In March, 70 motorists volunteered to test drive the country’s most advanced cooperative and automated research vehicle, ZOE2.
Accompanied by an expert driver, the volunteers provided data on how the automated driving system interacted with the person behind the wheel. The trial was interrupted by Brisbane’s recent snap lockdown, and will continue for two days this month.
ZOE2 is one of two research vehicles commissioned by the Queensland Department of Transport and Main Roads (TMR) Cooperative and Highly Automated Driving (CHAD) Pilot.
In 2019, the first vehicle (ZOE1) embarked on a three-month, 1200 km road trip around South East Queensland to investigate how the automation AI performed in a range of conditions.
CHAD pilot lead and Engineers Australia member Amit Trivedi told create the trials would help TMR and their CHAD research partners at the Queensland University of Technology (QUT) understand how long it will take for automated systems to hand back control to the driver, and what human factors will be at play during the transition to manual control.
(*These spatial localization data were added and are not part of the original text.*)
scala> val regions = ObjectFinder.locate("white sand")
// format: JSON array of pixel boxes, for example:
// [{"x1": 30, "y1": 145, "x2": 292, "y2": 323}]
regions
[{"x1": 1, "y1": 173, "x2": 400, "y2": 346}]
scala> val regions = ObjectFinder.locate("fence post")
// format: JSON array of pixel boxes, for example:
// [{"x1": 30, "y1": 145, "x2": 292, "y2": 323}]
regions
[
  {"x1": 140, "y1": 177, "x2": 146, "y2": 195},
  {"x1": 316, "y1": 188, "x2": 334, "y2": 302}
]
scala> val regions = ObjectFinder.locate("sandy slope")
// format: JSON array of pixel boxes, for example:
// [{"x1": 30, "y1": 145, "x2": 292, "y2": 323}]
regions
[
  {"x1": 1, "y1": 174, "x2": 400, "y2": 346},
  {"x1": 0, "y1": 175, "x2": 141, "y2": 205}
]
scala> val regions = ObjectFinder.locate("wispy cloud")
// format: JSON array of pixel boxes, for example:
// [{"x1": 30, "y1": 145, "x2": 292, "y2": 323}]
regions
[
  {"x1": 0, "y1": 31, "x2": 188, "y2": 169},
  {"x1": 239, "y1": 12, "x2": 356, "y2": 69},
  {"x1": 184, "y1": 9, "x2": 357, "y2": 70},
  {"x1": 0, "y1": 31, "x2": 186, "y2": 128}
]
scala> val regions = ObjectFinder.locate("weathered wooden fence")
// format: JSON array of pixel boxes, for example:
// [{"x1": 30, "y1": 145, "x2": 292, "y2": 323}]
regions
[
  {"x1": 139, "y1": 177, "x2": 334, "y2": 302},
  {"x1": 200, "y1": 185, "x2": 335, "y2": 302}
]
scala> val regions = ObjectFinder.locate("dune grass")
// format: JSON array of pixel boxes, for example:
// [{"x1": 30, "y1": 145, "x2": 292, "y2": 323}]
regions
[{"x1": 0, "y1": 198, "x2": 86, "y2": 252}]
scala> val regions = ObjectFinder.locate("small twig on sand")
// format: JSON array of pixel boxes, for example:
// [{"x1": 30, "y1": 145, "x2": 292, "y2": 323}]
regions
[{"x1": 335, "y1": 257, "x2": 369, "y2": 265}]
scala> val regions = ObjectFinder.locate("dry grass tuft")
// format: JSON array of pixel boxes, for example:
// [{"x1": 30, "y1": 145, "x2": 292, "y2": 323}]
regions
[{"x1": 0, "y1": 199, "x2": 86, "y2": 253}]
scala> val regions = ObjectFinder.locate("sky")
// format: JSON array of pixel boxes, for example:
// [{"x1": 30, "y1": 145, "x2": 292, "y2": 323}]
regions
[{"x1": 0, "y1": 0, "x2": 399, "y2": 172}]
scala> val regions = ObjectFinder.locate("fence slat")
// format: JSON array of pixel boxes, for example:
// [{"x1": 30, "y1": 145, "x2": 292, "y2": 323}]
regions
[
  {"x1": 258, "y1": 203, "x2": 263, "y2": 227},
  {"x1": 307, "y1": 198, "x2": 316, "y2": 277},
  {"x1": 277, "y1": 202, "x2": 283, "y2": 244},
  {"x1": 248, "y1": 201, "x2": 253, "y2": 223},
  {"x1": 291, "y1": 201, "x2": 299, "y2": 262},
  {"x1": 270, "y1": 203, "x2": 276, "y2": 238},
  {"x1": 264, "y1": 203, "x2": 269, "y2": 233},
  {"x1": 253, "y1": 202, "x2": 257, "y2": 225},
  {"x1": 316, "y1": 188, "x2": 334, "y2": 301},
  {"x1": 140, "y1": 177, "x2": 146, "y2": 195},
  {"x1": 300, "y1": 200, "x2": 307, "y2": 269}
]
TMR also plans to display ZOE2 at the ITS Asia Pacific Forum later this month, and in the regional town of Charleville in May.
From France to Brisbane
ZOE2 was built in France from a stripped-back ZOE electric car. It was kitted out with automated systems, LIDAR and a range of sensors and cameras. Each sensor package had to be tuned, calibrated and tested on a track before it was accepted. But during road trials in Brisbane, the CHAD team discovered some of the sensors were mounted too low for the hilly terrain, as they had been calibrated on flat roads.
This challenge is yet to be resolved, and a good example of the need to test automated cars in Australian conditions.
The researchers have full access to the car’s controller area network (CAN) bus, which is usually encrypted.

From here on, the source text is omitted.